4  LawFirm

Introduction

In this analysis of NYC parking and speed camera violations, we address three key questions relevant to a law firm interested in helping drivers contest tickets:

  1. Do certain agencies issue higher payment amounts?
  2. Do drivers from different states (NY, NJ, CT) pay more?
  3. Do certain counties tend to have higher payment amounts?

This chapter uses API-based data collection, data cleaning and recoding, exploratory visualization, descriptive statistics, and one-way ANOVA to compare payment amounts across groups.

Note

This chapter pulls data directly from NYC Open Data via API. Because this is a live dataset, results may change slightly over time as new violations are recorded.

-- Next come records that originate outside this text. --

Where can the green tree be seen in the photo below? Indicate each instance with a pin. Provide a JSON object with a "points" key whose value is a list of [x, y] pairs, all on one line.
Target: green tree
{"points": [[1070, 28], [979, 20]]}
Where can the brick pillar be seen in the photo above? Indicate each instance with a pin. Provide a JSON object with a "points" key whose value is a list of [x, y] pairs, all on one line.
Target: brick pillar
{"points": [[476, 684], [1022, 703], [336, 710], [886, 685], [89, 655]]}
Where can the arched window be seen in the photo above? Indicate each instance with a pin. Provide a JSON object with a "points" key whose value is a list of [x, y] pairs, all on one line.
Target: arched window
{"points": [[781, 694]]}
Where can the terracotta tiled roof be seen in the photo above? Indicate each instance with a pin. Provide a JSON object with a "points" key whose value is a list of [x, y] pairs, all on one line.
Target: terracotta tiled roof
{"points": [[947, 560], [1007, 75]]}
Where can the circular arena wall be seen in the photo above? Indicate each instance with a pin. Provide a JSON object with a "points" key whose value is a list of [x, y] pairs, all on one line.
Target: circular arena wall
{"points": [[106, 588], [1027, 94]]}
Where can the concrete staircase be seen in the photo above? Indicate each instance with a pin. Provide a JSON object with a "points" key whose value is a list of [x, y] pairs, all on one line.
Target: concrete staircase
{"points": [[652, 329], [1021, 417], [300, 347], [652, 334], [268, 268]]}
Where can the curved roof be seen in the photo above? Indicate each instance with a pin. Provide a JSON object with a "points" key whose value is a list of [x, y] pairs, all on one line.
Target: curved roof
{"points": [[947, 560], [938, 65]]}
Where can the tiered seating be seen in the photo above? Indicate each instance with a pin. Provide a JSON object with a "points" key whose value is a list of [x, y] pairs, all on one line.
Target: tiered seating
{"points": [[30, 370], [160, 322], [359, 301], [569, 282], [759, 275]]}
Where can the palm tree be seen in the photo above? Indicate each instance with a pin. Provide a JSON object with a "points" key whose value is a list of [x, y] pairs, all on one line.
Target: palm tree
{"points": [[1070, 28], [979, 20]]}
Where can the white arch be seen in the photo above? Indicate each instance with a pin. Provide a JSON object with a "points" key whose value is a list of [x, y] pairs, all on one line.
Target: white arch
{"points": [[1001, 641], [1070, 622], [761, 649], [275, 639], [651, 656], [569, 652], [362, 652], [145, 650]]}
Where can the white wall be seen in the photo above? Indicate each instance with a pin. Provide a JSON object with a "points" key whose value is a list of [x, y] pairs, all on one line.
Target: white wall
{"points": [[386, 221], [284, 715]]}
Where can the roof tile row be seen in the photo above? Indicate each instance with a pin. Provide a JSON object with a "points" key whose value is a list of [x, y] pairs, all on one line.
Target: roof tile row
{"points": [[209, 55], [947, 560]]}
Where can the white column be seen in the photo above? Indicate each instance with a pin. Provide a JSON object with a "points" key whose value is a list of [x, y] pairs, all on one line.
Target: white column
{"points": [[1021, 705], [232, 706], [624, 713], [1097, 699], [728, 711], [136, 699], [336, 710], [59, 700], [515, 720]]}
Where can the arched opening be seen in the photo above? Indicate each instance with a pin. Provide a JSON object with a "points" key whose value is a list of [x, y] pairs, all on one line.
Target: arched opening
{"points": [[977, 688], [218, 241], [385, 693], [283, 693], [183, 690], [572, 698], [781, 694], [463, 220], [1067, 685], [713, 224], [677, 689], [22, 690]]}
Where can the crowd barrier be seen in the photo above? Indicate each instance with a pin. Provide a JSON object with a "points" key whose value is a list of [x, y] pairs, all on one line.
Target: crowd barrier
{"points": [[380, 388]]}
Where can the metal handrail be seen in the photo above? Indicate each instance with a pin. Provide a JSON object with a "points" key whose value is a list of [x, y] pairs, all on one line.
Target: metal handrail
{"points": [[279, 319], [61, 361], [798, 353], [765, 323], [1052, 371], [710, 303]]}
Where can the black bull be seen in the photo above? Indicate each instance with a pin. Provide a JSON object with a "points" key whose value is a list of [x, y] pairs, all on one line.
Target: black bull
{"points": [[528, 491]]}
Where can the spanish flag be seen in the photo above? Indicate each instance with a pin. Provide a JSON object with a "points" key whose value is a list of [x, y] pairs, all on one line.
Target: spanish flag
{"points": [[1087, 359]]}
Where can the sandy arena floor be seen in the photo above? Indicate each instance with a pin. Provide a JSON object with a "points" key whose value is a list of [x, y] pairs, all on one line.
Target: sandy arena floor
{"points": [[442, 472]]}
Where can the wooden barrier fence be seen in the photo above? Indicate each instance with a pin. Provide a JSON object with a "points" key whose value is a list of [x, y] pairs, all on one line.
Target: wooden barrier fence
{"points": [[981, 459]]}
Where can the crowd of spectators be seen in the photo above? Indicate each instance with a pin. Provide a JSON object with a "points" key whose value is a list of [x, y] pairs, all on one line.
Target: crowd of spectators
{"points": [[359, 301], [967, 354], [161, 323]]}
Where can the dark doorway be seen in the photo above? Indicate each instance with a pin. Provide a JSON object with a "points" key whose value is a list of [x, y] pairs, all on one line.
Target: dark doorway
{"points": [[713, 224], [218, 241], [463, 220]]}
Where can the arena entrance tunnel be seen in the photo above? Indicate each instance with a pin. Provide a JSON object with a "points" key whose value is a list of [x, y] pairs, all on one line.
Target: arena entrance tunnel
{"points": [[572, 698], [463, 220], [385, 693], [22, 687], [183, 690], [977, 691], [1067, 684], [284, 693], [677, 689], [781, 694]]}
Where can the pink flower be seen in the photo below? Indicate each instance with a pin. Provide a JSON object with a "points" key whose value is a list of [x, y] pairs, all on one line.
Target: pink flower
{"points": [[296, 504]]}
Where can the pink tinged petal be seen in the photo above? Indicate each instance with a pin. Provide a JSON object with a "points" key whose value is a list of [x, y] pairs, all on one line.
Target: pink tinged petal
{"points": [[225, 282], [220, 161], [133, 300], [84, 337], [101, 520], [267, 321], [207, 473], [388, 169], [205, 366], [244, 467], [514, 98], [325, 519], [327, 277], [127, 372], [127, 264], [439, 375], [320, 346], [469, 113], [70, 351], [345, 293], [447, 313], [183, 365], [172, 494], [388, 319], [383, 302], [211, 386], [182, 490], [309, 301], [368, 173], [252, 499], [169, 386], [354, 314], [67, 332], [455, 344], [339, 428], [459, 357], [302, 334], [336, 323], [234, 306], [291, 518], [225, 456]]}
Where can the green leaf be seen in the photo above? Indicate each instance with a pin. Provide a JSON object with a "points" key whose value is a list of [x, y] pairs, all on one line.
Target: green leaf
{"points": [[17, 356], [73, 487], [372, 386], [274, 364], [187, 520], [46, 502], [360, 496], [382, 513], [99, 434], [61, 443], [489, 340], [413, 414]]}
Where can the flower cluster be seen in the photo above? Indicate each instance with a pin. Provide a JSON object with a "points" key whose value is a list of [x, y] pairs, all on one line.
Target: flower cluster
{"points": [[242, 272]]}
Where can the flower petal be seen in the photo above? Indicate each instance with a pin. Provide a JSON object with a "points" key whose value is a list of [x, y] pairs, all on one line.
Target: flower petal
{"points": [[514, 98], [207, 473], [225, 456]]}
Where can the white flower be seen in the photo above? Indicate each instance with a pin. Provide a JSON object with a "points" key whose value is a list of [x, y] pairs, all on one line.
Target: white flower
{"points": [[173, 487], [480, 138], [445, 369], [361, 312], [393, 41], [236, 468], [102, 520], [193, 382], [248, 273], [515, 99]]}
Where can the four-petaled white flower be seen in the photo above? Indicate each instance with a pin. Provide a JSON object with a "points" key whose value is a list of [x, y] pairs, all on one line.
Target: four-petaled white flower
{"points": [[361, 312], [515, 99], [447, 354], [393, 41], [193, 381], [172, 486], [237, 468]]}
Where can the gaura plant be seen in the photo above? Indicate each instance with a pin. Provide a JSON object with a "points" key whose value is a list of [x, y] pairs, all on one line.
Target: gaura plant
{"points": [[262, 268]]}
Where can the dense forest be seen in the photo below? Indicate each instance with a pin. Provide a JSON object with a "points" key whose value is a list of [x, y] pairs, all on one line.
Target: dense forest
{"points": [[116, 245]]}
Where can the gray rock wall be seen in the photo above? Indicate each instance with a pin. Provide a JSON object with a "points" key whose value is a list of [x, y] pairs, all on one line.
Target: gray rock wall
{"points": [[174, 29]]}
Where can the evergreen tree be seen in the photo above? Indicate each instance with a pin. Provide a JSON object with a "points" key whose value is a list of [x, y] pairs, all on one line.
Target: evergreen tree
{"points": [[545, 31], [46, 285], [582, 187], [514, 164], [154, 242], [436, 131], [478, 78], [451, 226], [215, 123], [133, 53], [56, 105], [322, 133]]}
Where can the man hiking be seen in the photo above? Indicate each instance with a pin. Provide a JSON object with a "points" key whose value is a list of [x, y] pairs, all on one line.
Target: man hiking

Dataset: NYC Parking Camera Violations (NYC Open Data)
https://data.cityofnewyork.us/resource/nc67-uf89.json

library(tidyverse)
Warning: package 'ggplot2' was built under R version 4.4.2
Warning: package 'stringr' was built under R version 4.4.3
Warning: package 'forcats' was built under R version 4.4.2
Warning: package 'lubridate' was built under R version 4.4.2
── Attaching core tidyverse packages ──────────────────────── tidyverse 2.0.0 ──
✔ dplyr     1.1.4     ✔ readr     2.1.5
✔ forcats   1.0.0     ✔ stringr   1.6.0
✔ ggplot2   4.0.0     ✔ tibble    3.2.1
✔ lubridate 1.9.4     ✔ tidyr     1.3.1
✔ purrr     1.0.2     
── Conflicts ────────────────────────────────────────── tidyverse_conflicts() ──
✖ dplyr::filter() masks stats::filter()
✖ dplyr::lag()    masks stats::lag()
ℹ Use the conflicted package (<http://conflicted.r-lib.org/>) to force all conflicts to become errors
library(httr)
library(jsonlite)

Attaching package: 'jsonlite'

The following object is masked from 'package:purrr':

    flatten
library(mosaic)
Registered S3 method overwritten by 'mosaic':
  method                           from   
  fortify.SpatialPolygonsDataFrame ggplot2

The 'mosaic' package masks several functions from core packages in order to add 
additional features.  The original behavior of these functions should not be affected by this.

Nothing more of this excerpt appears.